Frederico desligou o telefone.
“Uá uá...” João chorava alto, quase perdendo a voz.
Era um som agudo!
“Cale a boca!”
Frederico olhou para ele, sabia muito bem o que o garoto estava planejando.
Depois de conviver um pouco, viu que João era uma criança rebelde, que gostava de desafiar.
“Você é mau comigo... buá buá, não vou voltar com você. Me deixe descer, eu vou sozinho para Sulville...”
João já estava cansado de chorar, a garganta doía, então diminuiu o tom.
Mas a tristeza aumentou.
Chorando e falando ao mesmo tempo, o jeito lamentável dele deixava qualquer um com pena.
“Não estou bravo com você!” Frederico falou mais gentilmente e limpou as lágrimas do menino.
“Pare de chorar, homem de verdade não chora à toa, isso não é coisa de macho.”
“Mas eu ainda sou criança!” João soluçava, o nariz entupido.
Parecia que ali estava mais frio que em Sulville.
Ele estremeceu um pouco, então Frederico o envolveu no casaco.
Quentinho!
O pequeno só mostrava a cabeça, tão fofo.
João não esperava essa atitude e logo se acalmou.
Considerando que Frederico ainda sabia dar carinho, não iria mais implicar.

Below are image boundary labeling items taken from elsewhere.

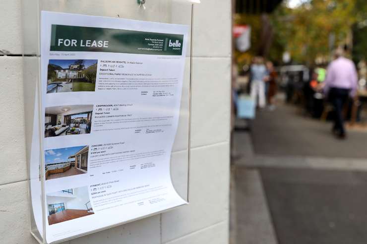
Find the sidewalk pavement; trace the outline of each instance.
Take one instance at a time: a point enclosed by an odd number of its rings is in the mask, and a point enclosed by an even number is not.
[[[250,133],[235,132],[232,243],[366,243],[367,150],[359,150],[367,133],[352,132],[340,144],[329,124],[278,109],[258,114]]]

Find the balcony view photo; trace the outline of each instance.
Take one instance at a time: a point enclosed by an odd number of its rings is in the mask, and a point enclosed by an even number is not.
[[[88,170],[88,146],[45,151],[46,180],[81,175]]]

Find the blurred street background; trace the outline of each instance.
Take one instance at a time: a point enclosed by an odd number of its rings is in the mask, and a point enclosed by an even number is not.
[[[367,1],[234,8],[231,243],[366,244]]]

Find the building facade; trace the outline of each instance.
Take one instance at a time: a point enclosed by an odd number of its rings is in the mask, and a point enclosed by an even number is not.
[[[55,1],[60,9],[69,2]],[[68,10],[122,15],[124,0],[104,1],[101,8],[101,1],[74,1]],[[231,1],[201,0],[193,11],[190,204],[64,243],[228,243]],[[35,244],[29,225],[24,134],[31,122],[24,119],[22,55],[27,44],[22,42],[21,8],[20,0],[0,1],[0,52],[6,55],[0,56],[0,236],[3,243]]]

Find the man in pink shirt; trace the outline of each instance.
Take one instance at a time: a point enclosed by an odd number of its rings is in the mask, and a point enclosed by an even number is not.
[[[354,63],[343,56],[342,50],[337,50],[335,57],[327,68],[324,91],[335,110],[333,132],[344,139],[345,129],[342,111],[348,96],[356,96],[358,76]]]

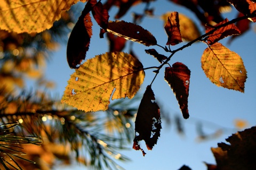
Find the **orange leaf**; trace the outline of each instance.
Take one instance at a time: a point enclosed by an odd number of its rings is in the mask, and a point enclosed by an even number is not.
[[[67,59],[71,69],[77,69],[89,49],[92,35],[92,22],[89,13],[92,8],[89,3],[86,4],[78,21],[71,32],[67,47]]]
[[[162,129],[160,109],[155,101],[155,95],[148,86],[141,99],[135,121],[135,137],[133,140],[133,148],[141,150],[144,156],[146,153],[140,148],[139,141],[144,140],[148,150],[152,150],[160,137]]]
[[[168,36],[166,45],[174,46],[182,42],[179,22],[179,13],[177,12],[171,13],[171,15],[168,17],[167,22],[164,27]]]
[[[109,21],[107,31],[114,35],[147,46],[155,45],[155,37],[148,30],[140,26],[124,21]]]
[[[246,70],[241,57],[219,42],[204,52],[202,68],[206,76],[217,86],[244,92]]]
[[[162,64],[162,61],[167,59],[167,57],[160,54],[155,49],[145,49],[146,53],[149,54],[151,55],[153,55],[155,58],[157,59],[157,60]]]
[[[214,27],[218,26],[219,25],[223,24],[225,23],[228,22],[229,21],[227,19],[226,19],[222,22],[219,23],[218,24],[214,26]],[[206,33],[209,32],[212,30],[214,28],[211,28],[207,29],[205,31]],[[212,45],[216,42],[218,42],[219,40],[225,38],[226,37],[241,34],[241,31],[233,23],[231,24],[229,24],[227,26],[221,27],[216,31],[213,32],[211,35],[209,36],[209,38],[207,39],[208,43],[210,45]]]
[[[251,0],[227,0],[227,1],[245,15],[252,14],[256,11],[256,4]],[[256,17],[251,19],[254,22],[256,22]]]
[[[179,102],[183,117],[189,117],[188,109],[190,71],[184,64],[175,63],[172,67],[166,67],[164,79],[171,86]]]
[[[95,0],[93,0],[96,1]],[[98,2],[93,6],[92,13],[96,22],[104,30],[107,30],[108,28],[108,12],[103,6],[101,2]]]

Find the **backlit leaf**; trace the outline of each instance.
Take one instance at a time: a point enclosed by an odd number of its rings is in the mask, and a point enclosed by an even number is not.
[[[97,2],[96,0],[93,1]],[[92,13],[99,26],[106,30],[108,28],[109,15],[108,15],[108,10],[103,7],[100,1],[97,3],[93,6],[92,10]]]
[[[161,18],[165,21],[164,26],[167,23],[168,16],[171,12],[167,12],[162,15]],[[198,29],[194,21],[188,16],[179,13],[180,30],[182,40],[191,41],[200,36]]]
[[[155,95],[148,86],[141,99],[135,121],[135,137],[133,140],[133,148],[141,150],[143,156],[146,154],[140,148],[139,141],[144,140],[148,150],[151,150],[157,142],[162,129],[160,109],[155,101]]]
[[[159,54],[155,49],[145,49],[146,53],[153,55],[155,58],[162,63],[163,60],[167,59],[167,57],[162,54]]]
[[[164,79],[176,96],[184,118],[189,117],[188,98],[190,78],[190,71],[183,63],[175,63],[172,67],[165,68]]]
[[[255,169],[256,127],[232,134],[226,140],[230,144],[218,143],[212,148],[217,169]]]
[[[91,6],[88,2],[68,39],[67,60],[71,69],[79,67],[79,65],[85,58],[86,52],[89,49],[92,35],[92,22],[89,13],[91,10]]]
[[[246,70],[237,54],[216,42],[204,50],[201,63],[203,70],[212,83],[244,92]]]
[[[245,15],[252,14],[256,11],[256,4],[251,0],[227,0],[227,1]],[[253,22],[256,22],[256,17],[251,19]]]
[[[148,30],[140,26],[124,21],[109,21],[107,31],[114,35],[147,46],[155,45],[156,39]]]
[[[144,79],[142,69],[139,60],[129,54],[97,55],[70,76],[61,103],[85,112],[105,110],[112,94],[112,100],[134,96]]]
[[[180,31],[179,13],[173,12],[168,16],[167,22],[164,27],[168,36],[168,41],[166,45],[175,45],[182,42]]]
[[[39,32],[52,27],[62,11],[78,0],[1,0],[0,29],[9,32]]]
[[[225,24],[225,23],[227,23],[228,21],[229,21],[227,19],[226,19],[222,22],[221,22],[215,25],[214,27]],[[207,33],[209,31],[212,30],[213,29],[213,28],[208,29],[205,31],[205,32]],[[238,35],[240,33],[241,33],[240,30],[233,23],[233,24],[229,24],[225,27],[221,27],[217,29],[216,31],[213,32],[213,33],[212,33],[211,35],[209,36],[209,38],[207,39],[207,41],[208,41],[208,43],[210,45],[212,45],[213,44],[214,44],[216,42],[218,42],[219,40],[222,39],[223,39],[226,37],[234,35]]]
[[[109,52],[121,52],[124,49],[126,42],[125,38],[115,36],[110,32],[107,33],[107,36],[109,40]]]

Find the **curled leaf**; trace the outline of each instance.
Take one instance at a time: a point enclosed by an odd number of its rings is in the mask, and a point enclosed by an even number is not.
[[[180,34],[179,13],[173,12],[168,17],[167,22],[164,27],[168,36],[168,41],[166,45],[175,45],[182,42]]]
[[[105,110],[112,94],[112,100],[133,98],[144,77],[142,64],[130,54],[119,52],[97,55],[87,60],[70,76],[61,103],[85,112]]]
[[[241,57],[219,42],[207,48],[201,58],[206,76],[217,86],[244,92],[246,70]]]
[[[167,12],[162,15],[161,18],[165,21],[164,26],[167,23],[167,18],[171,15]],[[195,22],[186,15],[179,13],[180,33],[182,40],[191,41],[200,36],[200,32]]]
[[[52,27],[61,12],[78,0],[1,0],[0,29],[17,33],[40,32]]]
[[[171,86],[178,100],[183,117],[189,117],[188,109],[190,71],[184,64],[177,62],[165,68],[164,79]]]
[[[164,55],[159,54],[155,49],[145,49],[146,53],[153,55],[155,58],[162,63],[163,60],[167,59],[167,57]]]
[[[214,27],[222,25],[223,24],[225,24],[225,23],[228,22],[228,20],[227,19],[226,19],[222,22],[221,22],[218,24],[215,25]],[[213,28],[208,29],[205,31],[205,32],[207,33],[209,31],[212,30],[213,29]],[[217,29],[211,35],[209,36],[209,38],[207,38],[207,41],[210,45],[212,45],[213,44],[218,42],[220,40],[223,39],[225,37],[232,35],[238,35],[240,33],[240,30],[233,23]]]
[[[92,22],[89,13],[92,7],[89,3],[82,12],[68,39],[67,60],[70,68],[77,69],[89,49],[92,35]]]
[[[155,45],[156,39],[148,30],[140,26],[124,21],[109,21],[107,31],[114,35],[147,46]]]
[[[141,150],[144,156],[146,153],[140,148],[139,141],[144,140],[148,150],[151,150],[157,142],[162,129],[160,109],[155,101],[155,95],[148,86],[141,99],[135,121],[135,137],[133,148]]]

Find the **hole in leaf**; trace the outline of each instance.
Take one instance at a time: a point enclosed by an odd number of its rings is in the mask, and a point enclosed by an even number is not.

Pensando assim, João se aconchegou no peito dele, sentindo um calor diferente.
Esse era o calor do pai!
Hehe!
Frederico olhou para a expressão malandra do menino, os olhos profundos.
“Onde sua mãe foi a trabalho?”
“RB...”
João disse, percebendo imediatamente que falou demais, arrependido.
Frederico arqueou uma sobrancelha, as informações batiam com as que o mordomo tinha.
Natalia tinha voltado no voo RB.
“Você veio me procurar, sua mãe sabe disso?”
João desapareceu, e aquela mulher certamente ficaria desesperada, não?